Bref, cette entreprise publique n’a pas le droit à l’erreur, d’autant qu’elle ne dispose pas de capital propre. De surcroît, par l’accord qu’il a conclu avec la Commission européenne, sur des bases parfaitement correctes et honorables, le gouvernement français s’est interdit de donner, à l’avenir, de nouvelles garanties.

Gardons bien à l’esprit que l’APF doit absolument réussir : il est indispensable que le plan d’investissement dont elle fait l’objet soit couronné de succès. À ce titre, ce programme doit être suivi de très près, d’où l’importance d’une gouvernance plus forte.

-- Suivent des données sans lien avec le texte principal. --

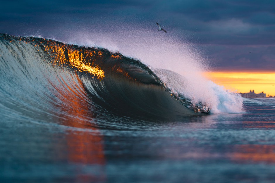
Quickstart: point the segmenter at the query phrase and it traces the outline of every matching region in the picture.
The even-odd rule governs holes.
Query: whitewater
[[[243,111],[240,96],[207,80],[197,66],[187,67],[183,76],[105,49],[41,38],[1,38],[1,103],[31,118],[58,116],[64,112],[60,108],[76,103],[87,118],[106,113],[176,120]]]
[[[274,99],[140,34],[0,34],[0,182],[274,182]]]

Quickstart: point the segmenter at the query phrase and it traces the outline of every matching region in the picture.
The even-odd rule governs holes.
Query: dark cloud
[[[157,21],[184,37],[183,41],[197,44],[221,69],[275,69],[273,0],[1,0],[0,4],[1,33],[62,37],[69,30],[115,29],[118,23],[126,29],[133,25],[155,28],[151,27]]]

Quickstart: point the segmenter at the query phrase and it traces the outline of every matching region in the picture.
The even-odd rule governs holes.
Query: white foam
[[[177,37],[172,33],[122,29],[115,32],[109,30],[74,34],[67,42],[118,51],[140,60],[156,72],[156,68],[160,68],[179,74],[183,77],[169,72],[157,73],[174,92],[183,94],[194,103],[206,104],[212,113],[243,112],[241,97],[226,92],[202,75],[208,67],[202,52],[194,45],[184,42],[183,39],[175,38]]]

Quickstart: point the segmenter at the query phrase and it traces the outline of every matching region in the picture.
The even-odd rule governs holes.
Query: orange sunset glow
[[[248,93],[254,90],[275,96],[275,72],[207,72],[205,76],[226,89],[236,92]]]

À l’heure où, par ailleurs, la gouvernance des sociétés de l’audiovisuel public est en débat, il me semble opportun de souligner toute l’utilité que présente la recherche d’un large consensus, entre les deux assemblées, d’une part, et entre les différentes sensibilités politiques qu’elles abritent, de l’autre, pour définir la gouvernance des grands médias publics.

À l’avenir, sans doute pourrons-nous nous inspirer de cette expérience réussie dont a bénéficié l’AFP – je songe en particulier à ce que j’ai appelé « une gouvernance plus musclée » – pour d’autres sociétés de l’audiovisuel public, dont la gouvernance trahirait aujourd’hui quelques limites...

Pour l’heure, je tiens à remercier Mme la présidente de la commission de la culture de la part qu’elle a prise à l’accord conclu avec l’Assemblée nationale. Je remercie également l’ensemble de nos collègues, quelles que soient les travées sur lesquelles ils siègent, de leur contribution à l’élaboration de la solution dégagée.

Bien entendu, j’invite le Sénat à adopter cette proposition de loi, telle qu’elle sera modifiée par les amendements proposés par le Gouvernement ; à cet égard, je remercie de nouveau Mme la ministre d’avoir accepté de lever le gage ! (Applaudissements.)